Study Question: What are the long-term effects of distal protection during percutaneous coronary intervention (PCI) for ST-segment elevation myocardial infarction (STEMI)?
Methods: The 626 STEMI patients were assigned to distal protection (DP) (n = 312) or conventional treatment (CT) (n = 314). Clinical follow-up was performed after 1, 6, and 15 months, and angiographic follow-up after 8 months. All target lesion revascularizations (TLRs) were clinically driven. They reported the prespecified endpoints of stent thrombosis according to the criteria of the Academic Research Consortium, TLR, and reinfarction after 15 months.
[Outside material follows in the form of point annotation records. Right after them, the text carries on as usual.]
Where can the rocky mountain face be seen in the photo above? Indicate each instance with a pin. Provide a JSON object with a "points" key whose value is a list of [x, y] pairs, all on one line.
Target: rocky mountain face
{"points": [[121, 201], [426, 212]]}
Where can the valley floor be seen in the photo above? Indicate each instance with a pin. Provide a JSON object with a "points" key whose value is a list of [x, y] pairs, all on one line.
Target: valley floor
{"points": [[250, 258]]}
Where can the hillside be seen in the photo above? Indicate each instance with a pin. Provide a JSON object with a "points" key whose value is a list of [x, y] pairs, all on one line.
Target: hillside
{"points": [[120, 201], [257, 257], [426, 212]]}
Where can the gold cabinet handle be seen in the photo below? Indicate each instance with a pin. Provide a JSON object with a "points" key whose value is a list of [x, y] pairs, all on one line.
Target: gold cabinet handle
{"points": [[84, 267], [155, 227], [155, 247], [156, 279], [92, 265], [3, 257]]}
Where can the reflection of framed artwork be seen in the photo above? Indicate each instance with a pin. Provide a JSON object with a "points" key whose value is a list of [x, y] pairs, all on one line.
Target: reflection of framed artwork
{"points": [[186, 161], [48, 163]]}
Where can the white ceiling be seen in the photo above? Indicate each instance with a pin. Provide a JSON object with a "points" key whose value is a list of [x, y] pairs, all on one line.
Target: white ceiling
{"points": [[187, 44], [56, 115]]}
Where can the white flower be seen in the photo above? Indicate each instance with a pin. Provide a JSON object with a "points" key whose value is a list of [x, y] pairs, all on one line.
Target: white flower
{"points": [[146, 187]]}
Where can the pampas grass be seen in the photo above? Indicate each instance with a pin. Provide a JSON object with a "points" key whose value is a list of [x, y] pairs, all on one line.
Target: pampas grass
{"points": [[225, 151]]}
Results: The total number of stent thrombosis was 11 in the DP group and 4 in the CT group (p = 0.06). The rate of definite stent thrombosis was significantly increased in the DP group compared with the CT group, with 9 cases versus 1 (p = 0.01). Clinically driven TLRs (31 patients vs. 18 patients, p = 0.05) and clinically driven target vessel revascularizations (37 patients vs. 22 patients, p = 0.04) were more frequent in the DP group.
Conclusions: The authors concluded that in primary PCI for STEMI, the routine use of DP increased the incidence of stent thrombosis and clinically driven target lesion/vessel revascularization.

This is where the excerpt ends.